Overview: The 2020 Tax Commission and Single Income Tax report represented a comprehensive campaign to reform Britain’s outdated and unfair tax system. The TaxPayers’ Alliance team, whose goal is to achieve a society where individuals have greater control over their own lives, completed a strategic, multi-phase public education campaign, recruiting high-profile and influential figures to spend twelve months developing the economic, moral and practical case for lower taxes. The commission’s meticulous 417-page report reframed the debate over Britain’s economic growth strategies and became almost instantly influential, with more than 10,000 downloads its first week of publication. “The TaxPayers’ Alliance has become such a force of nature in a relatively short amount of time,” said Brad Lips, Atlas Network’s CEO. “From impeccable research to clear messaging, they’ve really raised the bar for think tanks.” The project played a critical role in achieving: A scheduled reduction in the Corporation Tax from 24% in 2012 to an expected 20% in 2015, with the system simplified by merging the standard and small business rates; A reduction in the top rate of Income Tax from 50% to 45%; and An abolition of the beer and motor fuel duty escalators.

2013 Finalist: Centre for Civil Society (New Delhi, India)

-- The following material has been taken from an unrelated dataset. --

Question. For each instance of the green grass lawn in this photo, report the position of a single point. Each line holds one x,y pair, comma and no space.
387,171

Project: People, Policies, and Principles campaign

Overview: The campaign has contributed to real change in key areas including economic freedom and education, where they have given an organized voice to private schools and advocated for fair implementation of reforms.

2013 Finalist: Istituto Bruno Leoni (Torino, Italy)

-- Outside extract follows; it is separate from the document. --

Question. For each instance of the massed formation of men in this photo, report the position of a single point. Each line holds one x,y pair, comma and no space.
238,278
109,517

Project: Index of Liberalization

Overview: The Index has become a major reference for opinion-makers, policy-makers and industry stakeholders in debating economic policy, driving reforms in select industries and municipalities related to industry ownership and price fixing.

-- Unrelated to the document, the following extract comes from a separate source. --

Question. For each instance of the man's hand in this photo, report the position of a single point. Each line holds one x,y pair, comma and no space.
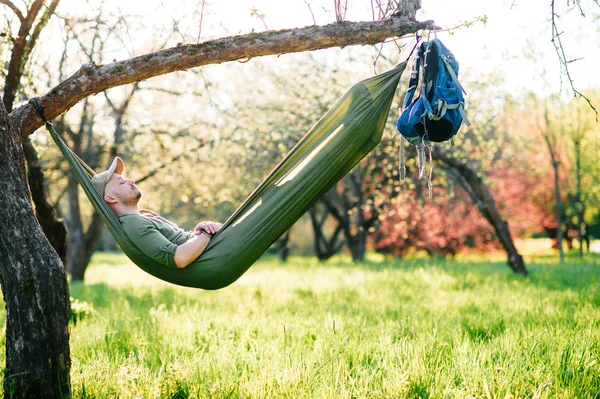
207,227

2013 Finalist: The Mackinac Center for Public Policy (Midland, Michigan)

Project: Right to Work

Overview: After 20 years of consistently producing a wide variety of research, commentary and strategic communications, the campaign achieved a major victory in 2013 with the adoption of Michigan’s right to work legislation.

2013 Finalist: Texas Public Policy Foundation (Austin, Texas)

Project: Right on Crime

Overview: The project contributed to major reforms, both in Texas and in other states, saving billions of dollars by closing prisons and preventing prison expansion, and reversing a culture of over-incarceration and over-criminalization.

2013 Finalist: CIDAC (Centro de Investigación para el Desarrollo, A.C.) (Mexico City, Mexico)

Project: Prosperity and Productivity Project

Overview: The project was recognized for its work advancing prosperity and productivity. The CIDAC team has successfully developed research and communication products that are changing the national discussion on economic policies including industrial, labor, and criminal justice policy.